Please answer the above question using R command. List all the R commands you have used, the screenshot of the data you referring to, and which is the best model referring to the data.
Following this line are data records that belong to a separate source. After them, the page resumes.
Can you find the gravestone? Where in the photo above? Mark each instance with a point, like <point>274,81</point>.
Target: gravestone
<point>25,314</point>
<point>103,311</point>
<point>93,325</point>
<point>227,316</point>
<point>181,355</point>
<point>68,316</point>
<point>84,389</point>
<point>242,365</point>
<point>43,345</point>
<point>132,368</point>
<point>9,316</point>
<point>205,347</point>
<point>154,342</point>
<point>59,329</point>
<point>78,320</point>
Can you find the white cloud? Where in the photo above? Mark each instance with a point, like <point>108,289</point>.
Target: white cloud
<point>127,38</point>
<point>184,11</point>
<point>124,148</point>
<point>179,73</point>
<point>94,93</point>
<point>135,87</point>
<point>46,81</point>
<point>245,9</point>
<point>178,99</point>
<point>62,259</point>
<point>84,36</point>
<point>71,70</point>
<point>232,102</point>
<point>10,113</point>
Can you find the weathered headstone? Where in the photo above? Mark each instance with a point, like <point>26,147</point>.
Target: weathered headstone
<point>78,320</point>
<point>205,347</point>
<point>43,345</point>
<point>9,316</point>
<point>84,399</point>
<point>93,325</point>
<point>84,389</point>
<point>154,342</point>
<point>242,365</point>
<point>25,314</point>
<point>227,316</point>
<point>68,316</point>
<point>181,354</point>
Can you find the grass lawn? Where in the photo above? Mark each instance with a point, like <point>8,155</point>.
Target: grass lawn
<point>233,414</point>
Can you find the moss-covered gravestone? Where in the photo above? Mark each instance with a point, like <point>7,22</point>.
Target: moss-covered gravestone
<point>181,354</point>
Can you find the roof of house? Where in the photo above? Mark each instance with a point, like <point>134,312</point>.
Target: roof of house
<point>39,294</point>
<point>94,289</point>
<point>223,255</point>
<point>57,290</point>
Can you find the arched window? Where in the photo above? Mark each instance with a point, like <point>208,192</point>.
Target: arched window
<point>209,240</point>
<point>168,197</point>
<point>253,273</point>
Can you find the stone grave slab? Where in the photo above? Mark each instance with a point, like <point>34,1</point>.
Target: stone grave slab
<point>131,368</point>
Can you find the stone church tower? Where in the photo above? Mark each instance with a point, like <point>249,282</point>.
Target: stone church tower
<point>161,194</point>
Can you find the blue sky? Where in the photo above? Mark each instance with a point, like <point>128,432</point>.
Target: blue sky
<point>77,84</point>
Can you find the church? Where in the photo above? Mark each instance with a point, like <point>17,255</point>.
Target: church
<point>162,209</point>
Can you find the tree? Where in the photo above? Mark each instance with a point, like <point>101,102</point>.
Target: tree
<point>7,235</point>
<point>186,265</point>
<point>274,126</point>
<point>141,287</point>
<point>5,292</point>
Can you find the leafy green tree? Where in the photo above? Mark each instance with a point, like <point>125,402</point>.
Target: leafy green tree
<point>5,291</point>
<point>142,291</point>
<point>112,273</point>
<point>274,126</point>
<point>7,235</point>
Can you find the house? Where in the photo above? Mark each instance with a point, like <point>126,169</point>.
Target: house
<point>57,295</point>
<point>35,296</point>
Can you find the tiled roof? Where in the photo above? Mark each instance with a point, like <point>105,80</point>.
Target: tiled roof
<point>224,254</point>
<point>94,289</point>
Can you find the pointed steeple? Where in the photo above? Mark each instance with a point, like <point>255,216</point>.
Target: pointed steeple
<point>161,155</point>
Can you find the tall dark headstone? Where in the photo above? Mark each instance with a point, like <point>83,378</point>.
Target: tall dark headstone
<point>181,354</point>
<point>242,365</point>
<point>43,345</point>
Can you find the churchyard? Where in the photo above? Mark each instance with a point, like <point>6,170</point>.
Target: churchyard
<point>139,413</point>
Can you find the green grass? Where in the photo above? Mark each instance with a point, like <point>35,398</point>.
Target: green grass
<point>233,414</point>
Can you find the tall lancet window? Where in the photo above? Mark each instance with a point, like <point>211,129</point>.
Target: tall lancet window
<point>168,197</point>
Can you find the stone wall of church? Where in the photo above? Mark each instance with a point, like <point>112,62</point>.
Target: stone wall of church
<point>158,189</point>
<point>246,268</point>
Thanks!
CODES:
data<-read.table("C:/Users/Computer/Desktop/data.txt",header=TRUE,sep="")
data
model<-lm(LIFE ~ MALE + BIRTH + DIVO + INCO, data = data)
summary(model)
st1 <- stepAIC(model, direction = "both")
st2 <- stepAIC(model, direction = "forward")
st3 <- stepAIC(model, direction = "backward")
summary(st1)
summary(st2)
summary(st3)
A)
AIC(FULL MODEL)= 33.41
AIC(REDUCED MODEL)= 31.44
Therefore,Life~Male+Birth+Divo is the best model.
B)
Even looking at Adj R^2 value we can say that reduced model is the best model.